While data is necessary to create a robust identity management system, it is only meaningful if it can be leveraged to provide insights. It is essential to have the ability to link familial relationships to the identity of an individual that they have verified. In general, an identity proofing solution should be able to:

Locate data relevant to the identity being presented by your constituent;Match it with current constituent inputs, such as answers to knowledge-based questions, a voice or fingerprint, or a one-time pattern-based PIN;Normalize and fuse data to eliminate redundancies and improve consistency and efficiency for better real-time performance; andFilter and organization information into a multifaceted view that provides what you need to know for a particular transaction with confidence.

Analytics can provide further insight into data by detecting patterns of behavior, such as suspicious patterns of identity verification failure indicative of fraud or data integrity problems. Analytics can also be used to quantify identity risk by scoring the level of identity fraud risk associated with a particular transaction. The score will be given when your system’s rules and thresholds trigger an action; for benefits claims, these decisions would include things like accept, needs review, refuse, etc. This type of scoring provides an objective, consistent and reputable way of making complex decisions in a high volume scenario. By configuring rules within your identity management solutions, you enable it to make intelligent, dynamic decisions based on the information present and the level of risk you are willing to undertake.

Today’s business environment demands that organizations that engage in identity-reliant transactions ensure the security of the critical information that they collect. In addition to a high level of security, organizations also need an equal degree of flexibility to support a wide variety of organizational platforms and end-user devices. To accomplish this goal, it is best to choose an identity management solution that can provide services across various operational systems, channels and devices. They will also support many different ways for identities to be asserted, verified and authenticated, and can apply the appropriate degree of security based on the type of transaction. 
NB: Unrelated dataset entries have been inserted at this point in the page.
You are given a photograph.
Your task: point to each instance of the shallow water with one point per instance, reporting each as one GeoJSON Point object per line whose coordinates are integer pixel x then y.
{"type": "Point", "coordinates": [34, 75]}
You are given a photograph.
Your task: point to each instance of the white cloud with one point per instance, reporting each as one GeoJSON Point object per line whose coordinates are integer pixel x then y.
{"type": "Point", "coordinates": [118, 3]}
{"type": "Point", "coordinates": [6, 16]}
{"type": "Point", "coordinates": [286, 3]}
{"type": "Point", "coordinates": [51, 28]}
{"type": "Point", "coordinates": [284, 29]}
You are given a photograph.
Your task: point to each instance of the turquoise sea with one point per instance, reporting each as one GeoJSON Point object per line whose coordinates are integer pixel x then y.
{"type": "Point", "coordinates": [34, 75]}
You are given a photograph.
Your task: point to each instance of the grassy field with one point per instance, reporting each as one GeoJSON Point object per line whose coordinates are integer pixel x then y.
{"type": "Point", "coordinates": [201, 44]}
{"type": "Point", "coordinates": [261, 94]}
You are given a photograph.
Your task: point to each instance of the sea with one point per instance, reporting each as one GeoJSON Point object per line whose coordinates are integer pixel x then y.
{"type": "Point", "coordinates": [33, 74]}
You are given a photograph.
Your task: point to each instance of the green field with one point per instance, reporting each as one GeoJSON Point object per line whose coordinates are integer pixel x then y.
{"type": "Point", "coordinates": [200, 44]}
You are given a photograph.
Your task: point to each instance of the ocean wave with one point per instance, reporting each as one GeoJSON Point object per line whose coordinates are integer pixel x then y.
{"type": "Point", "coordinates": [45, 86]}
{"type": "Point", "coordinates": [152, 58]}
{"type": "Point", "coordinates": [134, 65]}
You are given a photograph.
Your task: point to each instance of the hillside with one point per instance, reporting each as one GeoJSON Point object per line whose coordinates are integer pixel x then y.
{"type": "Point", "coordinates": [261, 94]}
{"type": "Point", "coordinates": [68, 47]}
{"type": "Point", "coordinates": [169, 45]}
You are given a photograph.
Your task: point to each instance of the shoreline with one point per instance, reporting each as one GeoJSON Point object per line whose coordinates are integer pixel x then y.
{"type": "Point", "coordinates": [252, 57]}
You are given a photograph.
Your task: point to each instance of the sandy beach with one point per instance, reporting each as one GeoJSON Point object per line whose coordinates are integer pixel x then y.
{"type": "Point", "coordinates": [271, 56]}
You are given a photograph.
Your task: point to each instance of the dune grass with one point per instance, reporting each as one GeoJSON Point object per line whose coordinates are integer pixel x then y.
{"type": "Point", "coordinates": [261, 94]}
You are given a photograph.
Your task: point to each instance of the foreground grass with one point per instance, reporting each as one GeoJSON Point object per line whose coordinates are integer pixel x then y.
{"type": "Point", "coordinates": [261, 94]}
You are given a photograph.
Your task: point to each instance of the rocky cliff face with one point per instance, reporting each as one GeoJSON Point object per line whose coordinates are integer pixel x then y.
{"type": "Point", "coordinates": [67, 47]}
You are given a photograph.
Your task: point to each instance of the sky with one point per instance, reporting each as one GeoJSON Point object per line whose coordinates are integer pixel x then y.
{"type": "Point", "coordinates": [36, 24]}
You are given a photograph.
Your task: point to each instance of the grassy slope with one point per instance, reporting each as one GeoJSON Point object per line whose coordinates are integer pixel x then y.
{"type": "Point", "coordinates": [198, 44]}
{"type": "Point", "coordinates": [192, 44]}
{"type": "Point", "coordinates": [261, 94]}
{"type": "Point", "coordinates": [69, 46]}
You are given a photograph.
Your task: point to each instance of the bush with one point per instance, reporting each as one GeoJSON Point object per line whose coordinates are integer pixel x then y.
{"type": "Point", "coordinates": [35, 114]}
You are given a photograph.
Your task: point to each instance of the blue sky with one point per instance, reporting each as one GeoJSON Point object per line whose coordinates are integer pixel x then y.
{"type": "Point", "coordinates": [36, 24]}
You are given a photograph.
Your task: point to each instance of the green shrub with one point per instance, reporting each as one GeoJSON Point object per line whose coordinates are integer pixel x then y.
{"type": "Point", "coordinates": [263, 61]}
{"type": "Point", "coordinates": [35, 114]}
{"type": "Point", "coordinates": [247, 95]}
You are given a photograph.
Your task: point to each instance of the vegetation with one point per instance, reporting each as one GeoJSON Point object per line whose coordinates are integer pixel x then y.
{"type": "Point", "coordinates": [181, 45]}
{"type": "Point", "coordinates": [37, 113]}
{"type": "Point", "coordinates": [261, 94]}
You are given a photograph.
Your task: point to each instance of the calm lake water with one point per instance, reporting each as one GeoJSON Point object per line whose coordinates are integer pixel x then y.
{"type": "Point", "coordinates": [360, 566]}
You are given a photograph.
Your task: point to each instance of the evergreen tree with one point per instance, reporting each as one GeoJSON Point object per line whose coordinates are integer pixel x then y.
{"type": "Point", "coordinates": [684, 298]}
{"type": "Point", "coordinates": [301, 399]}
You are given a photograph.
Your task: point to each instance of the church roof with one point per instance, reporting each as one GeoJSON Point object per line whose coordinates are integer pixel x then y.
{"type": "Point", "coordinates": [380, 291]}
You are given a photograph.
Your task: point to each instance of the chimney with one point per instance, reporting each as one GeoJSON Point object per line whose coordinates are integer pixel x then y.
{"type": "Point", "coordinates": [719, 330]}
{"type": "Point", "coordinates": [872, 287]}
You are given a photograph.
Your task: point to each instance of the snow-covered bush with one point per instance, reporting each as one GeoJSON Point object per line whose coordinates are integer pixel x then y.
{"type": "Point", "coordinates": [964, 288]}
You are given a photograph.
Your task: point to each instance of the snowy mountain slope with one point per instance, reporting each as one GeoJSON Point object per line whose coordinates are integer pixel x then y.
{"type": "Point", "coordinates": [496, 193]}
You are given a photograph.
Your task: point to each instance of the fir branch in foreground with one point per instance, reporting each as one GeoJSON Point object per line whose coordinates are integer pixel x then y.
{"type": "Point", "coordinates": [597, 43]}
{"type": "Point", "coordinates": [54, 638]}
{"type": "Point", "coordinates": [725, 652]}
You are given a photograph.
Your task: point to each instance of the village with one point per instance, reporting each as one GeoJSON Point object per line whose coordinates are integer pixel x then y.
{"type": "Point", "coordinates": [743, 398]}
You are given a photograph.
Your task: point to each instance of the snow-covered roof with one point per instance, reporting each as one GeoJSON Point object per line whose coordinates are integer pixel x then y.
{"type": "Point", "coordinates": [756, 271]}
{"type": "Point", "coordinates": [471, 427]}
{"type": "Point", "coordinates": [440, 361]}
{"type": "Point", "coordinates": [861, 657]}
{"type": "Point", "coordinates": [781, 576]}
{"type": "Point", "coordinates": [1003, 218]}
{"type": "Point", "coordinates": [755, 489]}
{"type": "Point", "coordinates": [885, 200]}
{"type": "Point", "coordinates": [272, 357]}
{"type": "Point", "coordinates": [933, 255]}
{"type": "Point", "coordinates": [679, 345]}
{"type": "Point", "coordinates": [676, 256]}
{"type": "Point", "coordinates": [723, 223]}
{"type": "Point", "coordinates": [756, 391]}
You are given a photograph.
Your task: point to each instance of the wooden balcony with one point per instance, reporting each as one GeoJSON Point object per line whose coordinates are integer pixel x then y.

Due to the number of constituents they deal with on a daily basis, government agencies need to ensure that they are following best practices for identity proofing and using the most advanced solutions available to them. In addition, identities are often viewed at one point in time, but it is critical that agencies stay apprised of any changes to an individual’s status that may change his or her eligibility for benefits. Individuals will continue to try to perpetrate fraud and a robust identity proofing system is the best line of defense.

Clint Fuhrman is the National Director of Government Health Care Programs for LexisNexis Risk Solutions. Fuhrman joined LexisNexis in 2009 after serving as Deputy Secretary of the Florida Agency for Health Care Administration, where he helped direct agency strategy and operations in the areas of legislative affairs, communications, Medicaid policy, and health information technology.